Comcast decides to let Wolverine fight Captain America after all
For the better part of a year, it was looking like a done deal: Disney was buying the majority of 20th Century Fox. But last month, Comcast threw its hat in the ring, their $65 billion offer the Professor X standing between Wolverine and Captain America, preventing the two from locking horns. Now? Not so much.
Variety reports the telecom giant and provider of generally crappy cable and internet services (seriously, does anyone have a positive story about their Comcast subscription?) has withdrawn from the bidding war with Disney over 20th Century Fox, clearing the way for a merger to go through between the two entertainment giants. If finalized, the $71.3 billion deal will see Disney assume control of a majority of Fox holdings, including “the FX and Nat Geo cable networks, the 20th Century Fox film studio, and Fox’s stake in the video-streaming site Hulu.”
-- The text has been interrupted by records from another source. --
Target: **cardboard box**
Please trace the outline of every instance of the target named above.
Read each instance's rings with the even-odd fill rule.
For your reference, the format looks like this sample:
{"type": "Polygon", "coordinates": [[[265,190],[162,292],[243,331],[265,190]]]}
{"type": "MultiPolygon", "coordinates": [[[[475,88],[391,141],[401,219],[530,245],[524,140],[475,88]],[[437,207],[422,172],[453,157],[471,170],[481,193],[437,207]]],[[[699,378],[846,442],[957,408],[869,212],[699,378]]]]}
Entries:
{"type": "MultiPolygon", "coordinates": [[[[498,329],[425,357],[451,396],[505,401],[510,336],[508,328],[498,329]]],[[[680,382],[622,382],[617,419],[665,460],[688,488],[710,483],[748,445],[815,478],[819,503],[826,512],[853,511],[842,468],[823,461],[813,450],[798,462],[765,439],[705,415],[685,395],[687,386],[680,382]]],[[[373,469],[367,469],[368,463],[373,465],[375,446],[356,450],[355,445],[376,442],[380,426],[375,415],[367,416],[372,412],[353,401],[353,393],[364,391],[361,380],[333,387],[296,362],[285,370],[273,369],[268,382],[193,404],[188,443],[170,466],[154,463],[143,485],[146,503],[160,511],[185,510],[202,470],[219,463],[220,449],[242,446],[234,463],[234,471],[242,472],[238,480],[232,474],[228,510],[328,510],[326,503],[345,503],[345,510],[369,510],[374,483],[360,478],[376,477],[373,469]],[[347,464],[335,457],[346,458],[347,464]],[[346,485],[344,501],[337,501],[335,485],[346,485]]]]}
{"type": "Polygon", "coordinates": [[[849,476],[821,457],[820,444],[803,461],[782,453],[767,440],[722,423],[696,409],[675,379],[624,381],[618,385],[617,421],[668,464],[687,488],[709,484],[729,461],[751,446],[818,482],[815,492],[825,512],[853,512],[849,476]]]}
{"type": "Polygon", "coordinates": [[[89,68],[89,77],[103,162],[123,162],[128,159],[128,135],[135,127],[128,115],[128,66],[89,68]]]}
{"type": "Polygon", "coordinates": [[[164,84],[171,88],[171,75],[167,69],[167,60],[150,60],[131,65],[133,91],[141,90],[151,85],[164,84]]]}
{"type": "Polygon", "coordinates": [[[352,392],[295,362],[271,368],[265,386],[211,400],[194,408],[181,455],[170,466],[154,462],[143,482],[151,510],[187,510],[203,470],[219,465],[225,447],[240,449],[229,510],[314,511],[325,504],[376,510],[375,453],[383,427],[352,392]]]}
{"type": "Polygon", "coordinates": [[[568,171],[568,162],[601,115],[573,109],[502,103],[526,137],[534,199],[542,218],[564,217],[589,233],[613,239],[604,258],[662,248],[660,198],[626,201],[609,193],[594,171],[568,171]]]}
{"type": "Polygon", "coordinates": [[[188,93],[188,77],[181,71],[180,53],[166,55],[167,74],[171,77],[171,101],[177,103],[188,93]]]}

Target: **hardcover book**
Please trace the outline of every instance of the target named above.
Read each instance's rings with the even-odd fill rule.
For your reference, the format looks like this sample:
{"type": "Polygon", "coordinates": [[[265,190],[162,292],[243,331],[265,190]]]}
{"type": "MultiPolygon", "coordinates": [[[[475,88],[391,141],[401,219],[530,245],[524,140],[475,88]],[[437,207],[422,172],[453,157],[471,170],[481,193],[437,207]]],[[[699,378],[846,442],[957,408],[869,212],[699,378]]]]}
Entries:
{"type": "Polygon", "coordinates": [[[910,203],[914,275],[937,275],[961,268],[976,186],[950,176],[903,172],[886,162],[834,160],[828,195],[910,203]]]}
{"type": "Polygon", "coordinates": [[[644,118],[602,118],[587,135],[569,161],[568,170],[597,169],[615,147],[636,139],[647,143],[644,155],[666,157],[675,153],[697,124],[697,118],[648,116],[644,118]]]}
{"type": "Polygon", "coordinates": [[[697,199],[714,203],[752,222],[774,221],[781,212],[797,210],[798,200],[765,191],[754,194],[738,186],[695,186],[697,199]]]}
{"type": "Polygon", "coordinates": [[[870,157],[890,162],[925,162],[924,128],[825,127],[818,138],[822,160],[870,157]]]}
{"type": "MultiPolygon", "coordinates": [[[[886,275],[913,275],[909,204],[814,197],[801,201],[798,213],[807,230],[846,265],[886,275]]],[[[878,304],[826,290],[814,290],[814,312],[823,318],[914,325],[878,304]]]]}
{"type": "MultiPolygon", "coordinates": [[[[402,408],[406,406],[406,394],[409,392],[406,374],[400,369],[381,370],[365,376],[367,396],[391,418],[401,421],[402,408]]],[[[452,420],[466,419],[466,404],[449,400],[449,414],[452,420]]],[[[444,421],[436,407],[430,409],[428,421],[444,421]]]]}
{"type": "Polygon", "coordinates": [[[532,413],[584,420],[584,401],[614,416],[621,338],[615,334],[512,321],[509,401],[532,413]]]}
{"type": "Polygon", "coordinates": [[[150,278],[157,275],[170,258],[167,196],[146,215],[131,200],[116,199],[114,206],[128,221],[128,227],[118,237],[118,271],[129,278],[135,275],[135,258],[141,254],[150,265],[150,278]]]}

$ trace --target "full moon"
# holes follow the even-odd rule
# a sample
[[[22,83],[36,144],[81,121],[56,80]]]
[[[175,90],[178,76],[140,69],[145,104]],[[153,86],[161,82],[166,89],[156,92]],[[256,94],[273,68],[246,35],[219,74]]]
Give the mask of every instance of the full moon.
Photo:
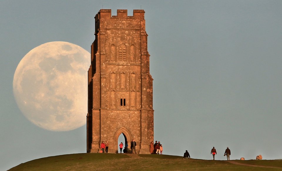
[[[14,95],[24,116],[51,131],[68,131],[85,125],[90,61],[88,52],[65,42],[46,43],[28,53],[13,81]]]

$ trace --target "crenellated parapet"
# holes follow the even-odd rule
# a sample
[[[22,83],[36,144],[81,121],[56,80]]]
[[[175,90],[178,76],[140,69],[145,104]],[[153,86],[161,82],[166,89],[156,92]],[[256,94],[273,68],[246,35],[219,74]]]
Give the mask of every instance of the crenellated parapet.
[[[97,22],[101,19],[144,19],[145,11],[143,9],[133,10],[133,16],[128,16],[127,9],[118,9],[117,10],[117,15],[112,15],[111,9],[102,9],[95,16],[95,21]]]

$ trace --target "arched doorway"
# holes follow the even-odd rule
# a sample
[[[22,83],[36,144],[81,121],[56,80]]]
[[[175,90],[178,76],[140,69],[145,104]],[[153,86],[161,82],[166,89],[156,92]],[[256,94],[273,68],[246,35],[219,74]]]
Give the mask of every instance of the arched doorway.
[[[123,147],[122,148],[122,152],[125,146],[125,144],[127,142],[128,145],[128,147],[130,147],[130,142],[131,139],[131,136],[128,130],[124,127],[120,128],[116,132],[115,135],[115,147],[117,147],[117,150],[116,153],[119,153],[120,147],[119,145],[121,142],[122,142],[123,144]],[[127,151],[128,152],[128,151]]]
[[[126,136],[123,133],[120,134],[120,136],[118,137],[118,151],[119,153],[120,153],[120,152],[119,145],[121,142],[122,142],[122,144],[123,145],[122,149],[122,153],[124,153],[125,151],[124,151],[123,150],[125,147],[126,144],[127,143],[127,147],[128,147],[128,142],[127,140],[127,138],[126,138]],[[127,151],[127,150],[126,150],[126,151]]]

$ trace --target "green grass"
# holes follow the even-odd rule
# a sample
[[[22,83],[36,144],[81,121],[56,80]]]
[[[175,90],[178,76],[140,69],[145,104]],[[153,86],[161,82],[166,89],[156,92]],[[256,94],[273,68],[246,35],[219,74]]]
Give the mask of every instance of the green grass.
[[[235,165],[226,160],[184,160],[181,156],[166,155],[138,156],[110,153],[66,155],[33,160],[9,170],[282,171],[282,160],[233,160],[245,164],[278,167],[271,168]]]

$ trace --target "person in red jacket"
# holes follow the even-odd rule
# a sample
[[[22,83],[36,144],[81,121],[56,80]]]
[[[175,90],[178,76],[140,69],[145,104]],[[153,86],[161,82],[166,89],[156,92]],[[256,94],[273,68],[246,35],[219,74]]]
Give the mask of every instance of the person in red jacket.
[[[212,154],[212,157],[214,158],[214,156],[216,154],[217,154],[216,153],[216,150],[214,148],[214,147],[213,147],[212,149],[212,150],[211,151],[211,154]]]
[[[105,148],[106,148],[106,145],[104,143],[104,141],[102,141],[102,143],[101,144],[101,149],[103,151],[103,153],[105,152]]]
[[[123,147],[123,144],[122,144],[122,142],[120,142],[120,153],[122,153],[122,147]]]

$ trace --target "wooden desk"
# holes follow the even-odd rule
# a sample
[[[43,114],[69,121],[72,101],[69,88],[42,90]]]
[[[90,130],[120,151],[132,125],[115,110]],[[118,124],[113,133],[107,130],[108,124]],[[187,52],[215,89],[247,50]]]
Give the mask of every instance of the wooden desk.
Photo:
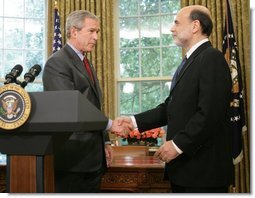
[[[0,165],[0,193],[6,193],[6,166]]]
[[[153,156],[116,156],[104,175],[102,192],[170,192],[164,163]]]

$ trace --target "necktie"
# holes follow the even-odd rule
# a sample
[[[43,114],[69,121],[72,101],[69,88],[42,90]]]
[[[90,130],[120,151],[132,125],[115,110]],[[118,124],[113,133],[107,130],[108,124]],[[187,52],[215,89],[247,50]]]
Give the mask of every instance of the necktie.
[[[84,63],[84,66],[85,66],[85,68],[87,70],[87,73],[88,73],[90,79],[92,80],[92,82],[94,82],[94,78],[93,78],[93,74],[92,74],[92,71],[91,71],[91,67],[89,65],[89,61],[88,61],[86,56],[83,59],[83,63]]]
[[[180,71],[182,70],[183,66],[185,65],[185,62],[187,61],[187,57],[184,56],[184,58],[182,59],[181,64],[178,66],[177,70],[174,73],[173,79],[172,79],[172,83],[171,83],[171,88],[170,90],[172,90],[172,88],[175,86],[176,81],[177,81],[177,77],[180,74]]]

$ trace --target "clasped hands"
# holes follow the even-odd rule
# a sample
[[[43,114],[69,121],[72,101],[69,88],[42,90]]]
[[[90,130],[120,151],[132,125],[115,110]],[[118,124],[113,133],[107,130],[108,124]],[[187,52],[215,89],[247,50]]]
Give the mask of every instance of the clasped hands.
[[[134,129],[132,120],[130,117],[118,117],[112,121],[111,133],[126,138],[130,131]]]

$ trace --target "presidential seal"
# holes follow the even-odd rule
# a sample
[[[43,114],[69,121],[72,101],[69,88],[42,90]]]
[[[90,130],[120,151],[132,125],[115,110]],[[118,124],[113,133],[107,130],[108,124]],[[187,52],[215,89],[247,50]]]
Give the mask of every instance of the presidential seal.
[[[12,130],[23,125],[31,111],[31,100],[22,87],[7,84],[0,87],[0,128]]]

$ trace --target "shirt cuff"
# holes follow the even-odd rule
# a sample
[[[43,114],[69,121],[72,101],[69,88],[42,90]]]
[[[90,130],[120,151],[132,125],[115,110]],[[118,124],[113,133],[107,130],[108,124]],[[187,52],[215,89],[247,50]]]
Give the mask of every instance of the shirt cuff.
[[[137,123],[136,123],[136,120],[135,120],[135,116],[130,116],[130,119],[132,121],[132,124],[133,124],[134,128],[136,129],[137,128]]]
[[[176,150],[179,154],[182,154],[182,153],[183,153],[183,151],[182,151],[181,149],[179,149],[179,147],[178,147],[178,146],[176,146],[176,144],[174,143],[174,141],[173,141],[173,140],[171,140],[171,142],[172,142],[172,144],[174,145],[175,150]]]
[[[105,130],[108,131],[110,130],[111,127],[112,127],[112,120],[109,119]]]

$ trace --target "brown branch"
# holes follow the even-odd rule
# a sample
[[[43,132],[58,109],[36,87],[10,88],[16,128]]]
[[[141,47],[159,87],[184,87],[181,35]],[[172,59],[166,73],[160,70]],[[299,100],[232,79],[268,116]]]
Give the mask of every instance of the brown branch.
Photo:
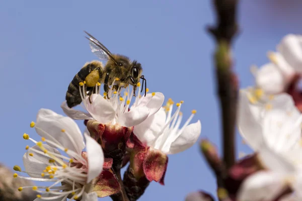
[[[208,29],[216,43],[214,61],[217,93],[220,102],[222,123],[223,162],[227,168],[235,161],[235,133],[238,83],[232,71],[232,41],[238,31],[238,0],[213,0],[217,25]]]

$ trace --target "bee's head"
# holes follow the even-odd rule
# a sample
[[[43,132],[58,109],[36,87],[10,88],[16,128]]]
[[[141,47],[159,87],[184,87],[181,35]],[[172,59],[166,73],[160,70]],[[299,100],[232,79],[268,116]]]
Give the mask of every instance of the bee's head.
[[[130,81],[131,84],[136,85],[139,82],[139,79],[142,68],[141,64],[137,61],[134,60],[131,63],[131,67],[130,68]]]

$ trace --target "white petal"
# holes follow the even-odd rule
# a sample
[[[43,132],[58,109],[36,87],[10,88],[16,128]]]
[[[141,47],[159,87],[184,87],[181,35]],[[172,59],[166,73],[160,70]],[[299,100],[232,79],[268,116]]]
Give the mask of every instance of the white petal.
[[[91,95],[92,104],[89,98],[86,99],[87,111],[99,122],[106,124],[112,121],[115,117],[115,111],[111,104],[99,94]]]
[[[73,108],[69,108],[66,104],[66,100],[61,104],[61,108],[63,110],[64,113],[71,119],[74,120],[90,120],[93,119],[90,114],[87,113],[74,110]]]
[[[89,193],[84,192],[81,201],[98,201],[98,195],[95,192]]]
[[[302,73],[302,37],[289,34],[285,36],[277,46],[287,63],[298,73]]]
[[[58,150],[49,146],[45,144],[44,147],[48,150],[49,152],[55,153],[59,154],[60,153]],[[37,145],[35,145],[31,148],[36,149],[38,151],[42,151],[41,149]],[[33,156],[29,155],[30,153],[33,154]],[[23,164],[25,171],[27,172],[36,172],[37,174],[29,173],[28,175],[33,177],[43,178],[41,176],[41,173],[43,172],[47,166],[49,165],[48,161],[51,158],[45,154],[40,154],[31,150],[28,150],[23,155]]]
[[[292,105],[290,110],[273,109],[263,118],[263,134],[268,146],[280,153],[299,146],[300,112]]]
[[[285,186],[283,174],[261,171],[248,177],[241,185],[237,199],[245,201],[271,200]]]
[[[118,117],[118,123],[126,127],[137,125],[147,119],[150,109],[145,106],[136,107]]]
[[[262,128],[259,123],[261,110],[250,104],[247,95],[247,92],[243,90],[239,93],[237,125],[245,141],[252,148],[257,150],[262,141]]]
[[[76,122],[70,118],[62,116],[50,110],[42,109],[39,111],[35,127],[37,133],[40,136],[59,143],[79,154],[85,146],[83,137]],[[65,130],[64,132],[62,129]]]
[[[102,147],[97,141],[87,134],[85,136],[88,158],[87,183],[89,183],[102,172],[104,157]]]
[[[255,78],[256,85],[266,93],[278,93],[284,89],[284,78],[277,66],[271,63],[261,67]]]
[[[143,96],[139,98],[137,107],[146,106],[150,109],[150,114],[149,114],[149,116],[150,116],[153,115],[160,110],[163,105],[164,99],[165,96],[160,92],[155,92],[154,96],[152,95],[152,93],[148,93],[145,97]],[[131,110],[132,108],[134,108],[133,106],[131,107]]]
[[[199,120],[188,125],[181,135],[172,142],[169,152],[167,154],[176,154],[191,147],[196,142],[201,132],[201,124]]]
[[[165,126],[166,115],[162,108],[154,115],[134,126],[133,133],[143,143],[150,146]]]
[[[260,145],[258,159],[261,164],[267,169],[282,174],[289,174],[295,170],[295,167],[287,158],[267,147],[266,144]]]
[[[52,197],[52,196],[56,196],[56,195],[53,195],[52,194],[50,194],[50,193],[43,193],[42,195],[42,197]],[[62,198],[63,197],[61,197],[58,198],[56,199],[47,199],[47,200],[50,200],[50,201],[66,201],[67,200],[67,199],[62,200]],[[45,201],[45,199],[37,197],[35,199],[35,200],[34,201]]]

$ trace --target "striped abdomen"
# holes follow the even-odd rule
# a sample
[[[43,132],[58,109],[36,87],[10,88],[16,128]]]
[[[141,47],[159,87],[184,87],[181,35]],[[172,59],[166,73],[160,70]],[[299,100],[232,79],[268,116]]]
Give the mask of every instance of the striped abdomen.
[[[86,77],[94,70],[98,68],[98,74],[100,79],[102,78],[102,63],[98,61],[93,61],[84,65],[84,67],[74,76],[72,81],[69,84],[67,92],[66,92],[66,100],[67,106],[71,108],[82,102],[82,98],[80,93],[79,83],[85,81]],[[97,83],[96,83],[96,84]],[[92,91],[94,87],[87,87],[87,91]]]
Obviously, Comcast isn’t going to go quietly into that good night of continuing a virtual monopoly over cable and internet options in many areas of the country. The company is instead focusing on plotting a takeover of European satellite TV provider Sky for $34 billion—ironically, the same company that was previously being bid on for $32.5 billion by 20th Century Fox. Yes, as detailed in the 1998 Fugazi song “Five Corporations,” most entertainment industry financial news is simply a matter of reshuffling the cards in the same few decks, the life and death of businesses and studios a mere adjustment of a few digits in the ledgers of these interchangeable companies. Still, now the X-Men get to fight the Avengers, and that’s something, right? We’ll take whatever small comforts we can get with the increasing homogenization and Disneyfied stranglehold on American entertainment options.